After resting we left the Visitor’s Center and walked to the Maryland Monument. It is a small domed structure fashioned like a gazebo that listed all the infantry, artillery and cavalry units that fought for both the North and the South during the battle.
It is a very beautiful structure that is set in an area with a few large trees giving shade to all who come to view its information. The sadness of the monument is almost palpable. Maryland was a border state during the Civil War and supplied soldiers for both North and South. In some cases brother fought against brother.
(Little did I know what one of the inscriptions would later mean to me.)
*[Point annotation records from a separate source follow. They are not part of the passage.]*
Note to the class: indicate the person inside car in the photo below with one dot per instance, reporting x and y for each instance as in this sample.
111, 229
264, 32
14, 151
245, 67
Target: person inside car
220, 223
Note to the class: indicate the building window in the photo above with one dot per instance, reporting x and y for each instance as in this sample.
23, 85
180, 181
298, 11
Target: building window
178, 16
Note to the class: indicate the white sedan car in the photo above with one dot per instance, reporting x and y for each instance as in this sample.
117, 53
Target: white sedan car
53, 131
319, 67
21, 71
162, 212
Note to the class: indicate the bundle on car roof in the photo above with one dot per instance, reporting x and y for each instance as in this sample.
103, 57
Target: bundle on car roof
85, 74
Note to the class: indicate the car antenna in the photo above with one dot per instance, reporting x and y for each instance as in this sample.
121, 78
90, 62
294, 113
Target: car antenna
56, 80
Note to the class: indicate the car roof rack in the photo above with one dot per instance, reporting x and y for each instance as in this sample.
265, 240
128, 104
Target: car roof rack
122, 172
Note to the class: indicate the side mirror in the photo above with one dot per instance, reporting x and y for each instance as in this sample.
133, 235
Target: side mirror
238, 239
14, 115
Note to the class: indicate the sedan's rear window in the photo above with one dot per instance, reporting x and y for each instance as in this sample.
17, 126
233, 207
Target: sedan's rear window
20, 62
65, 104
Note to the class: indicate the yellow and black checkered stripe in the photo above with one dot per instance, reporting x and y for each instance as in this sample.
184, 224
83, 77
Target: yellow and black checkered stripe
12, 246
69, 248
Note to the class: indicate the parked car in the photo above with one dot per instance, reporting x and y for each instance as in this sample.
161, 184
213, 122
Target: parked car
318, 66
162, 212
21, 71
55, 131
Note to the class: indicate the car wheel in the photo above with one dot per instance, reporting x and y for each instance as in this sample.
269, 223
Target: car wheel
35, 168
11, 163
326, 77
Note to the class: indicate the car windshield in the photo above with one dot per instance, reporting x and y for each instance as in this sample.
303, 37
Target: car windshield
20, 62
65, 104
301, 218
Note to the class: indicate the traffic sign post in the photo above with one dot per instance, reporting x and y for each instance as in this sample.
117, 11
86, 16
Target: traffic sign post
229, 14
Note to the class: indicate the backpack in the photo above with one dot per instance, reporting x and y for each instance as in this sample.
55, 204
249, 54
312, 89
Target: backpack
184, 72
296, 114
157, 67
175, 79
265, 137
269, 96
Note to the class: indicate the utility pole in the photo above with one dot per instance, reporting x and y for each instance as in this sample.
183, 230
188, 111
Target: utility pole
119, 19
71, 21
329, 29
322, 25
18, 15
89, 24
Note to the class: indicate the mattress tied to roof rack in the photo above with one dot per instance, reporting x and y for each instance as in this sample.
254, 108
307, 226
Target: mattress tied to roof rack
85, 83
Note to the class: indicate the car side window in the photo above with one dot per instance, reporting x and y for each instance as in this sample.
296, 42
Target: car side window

We continued across the Hagerstown Pike to the Dunker Church and walked on a paved road beside the Dunker Church west up to the top of a small hill. During the battle this whole area was the West Woods, but some of the area had been cleared for the planting of crops. This was the scene of the weirdest and most serendipitous occurrence during the battle.
General Sedgwick, commander of the 2nd Division of the Union 2nd Corps, along with Corp Commander General Sumner advanced 3 brigades just to the north of this position into the West Woods. General Robert E. Lee sent two Divisions to this area to strengthen this part of the Confederate Line. The terrain is such that the Union soldiers never saw the two Confederate Divisions until they were attacked in the flank and rear. They gave way and beat a hasty retreat to the north leaving 2200 of their 5000 soldiers as either killed, wounded or captured.
The Confederate attack just happened to catch the Union Lines by surprise. The Confederates were just as surprised as the Union soldiers that they were so successful.
At this time I asked Nancy if she could take some special pictures for me and she consented.